Finalement, à chaque époque, est soulignée la majesté de constructions promises à l’éternité puis à la disparition. Les signes érectiles du pouvoir ne seront jamais que des idoles périssables. Reste Theopolis (2017), qui est le nom d’une cité perdue. Elle devient ici le support aux suppositions. Sur le site présumé, pas loin de Sisteron, l’œil du photographe use du pied de nez, à moins qu’il ne s’agisse d’une ironie froide : clairvoyant, un œil de Cyclope percé dans la montagne, salue pour l’éternité l’efficacité de nos excavatrices ; pendant ce temps, la face nord de la Cité radieuse de Le Corbusier a glissé de sa colline marseillaise pour se retrouver, hébétée, les pieds dans la Durance. Comme si des dérapages accélérés avaient eu lieu, conformes à la société de la vitesse que décrie Paul Virilio, afin de nous déplacer vers une lenteur hors du temps. Malheureusement il n’en est rien. Notre époque qui est censée aller très vite, n’en finit pas de nous quitter. Paradoxe d’une civilisation tellement véloce qu’elle s’attarde dangereusement.

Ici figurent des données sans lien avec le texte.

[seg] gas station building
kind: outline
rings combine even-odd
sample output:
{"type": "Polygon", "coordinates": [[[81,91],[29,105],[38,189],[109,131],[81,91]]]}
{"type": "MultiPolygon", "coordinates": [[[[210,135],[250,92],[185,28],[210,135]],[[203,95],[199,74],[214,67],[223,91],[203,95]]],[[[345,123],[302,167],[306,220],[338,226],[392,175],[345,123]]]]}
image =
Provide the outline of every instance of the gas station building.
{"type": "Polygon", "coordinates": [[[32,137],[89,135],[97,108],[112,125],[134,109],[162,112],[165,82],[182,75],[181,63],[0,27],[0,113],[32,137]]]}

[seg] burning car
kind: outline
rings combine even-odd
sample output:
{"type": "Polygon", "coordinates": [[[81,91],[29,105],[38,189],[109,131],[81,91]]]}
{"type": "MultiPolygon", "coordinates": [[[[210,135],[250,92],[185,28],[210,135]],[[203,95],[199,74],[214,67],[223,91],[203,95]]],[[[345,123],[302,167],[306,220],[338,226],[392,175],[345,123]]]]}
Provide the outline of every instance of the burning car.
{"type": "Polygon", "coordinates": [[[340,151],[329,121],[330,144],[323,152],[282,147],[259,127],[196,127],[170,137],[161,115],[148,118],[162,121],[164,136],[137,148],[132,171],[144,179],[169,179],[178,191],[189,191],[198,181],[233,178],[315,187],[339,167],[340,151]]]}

Présentées sans lien avec les idées qui leur ont donné naissance, flottantes, irréelles, les images de Calandre ont un point commun. Les humains ont déjà déserté toutes ces structures étranges et la nature n’est plus tout à fait la nature. Les deux variables de l’équation fondamentale, qui relie l’humanité à ce qui l’environne, tendent vers l’inconnue. Comment pourrait-il en être autrement ? À rebours de ce qu’ânonnent les médias prééminents, Calandre sait qu’aucune résolution ne sera possible sans révolutionner notre usage du temps. La manie actuelle de la synthèse, qu’il se plaît à parodier, ne serait donc qu’une étape, dont les nouvelles générations, celles de nos années 20 débutantes, semblent déjà gavées. Elles n’en peuvent plus. C’est toute l’intuition déclinée par cette exposition qui n’est pas une simple interrogation rêveuse sur les impasses cumulées de l’aventure humaine. Devant ces volées de passerelles, ces fenêtres évidées, ces tuyauteries vacantes, un vertige nous saisit. Il témoigne moins de ce qui fut ou de ce qui est que de ce qui devrait advenir.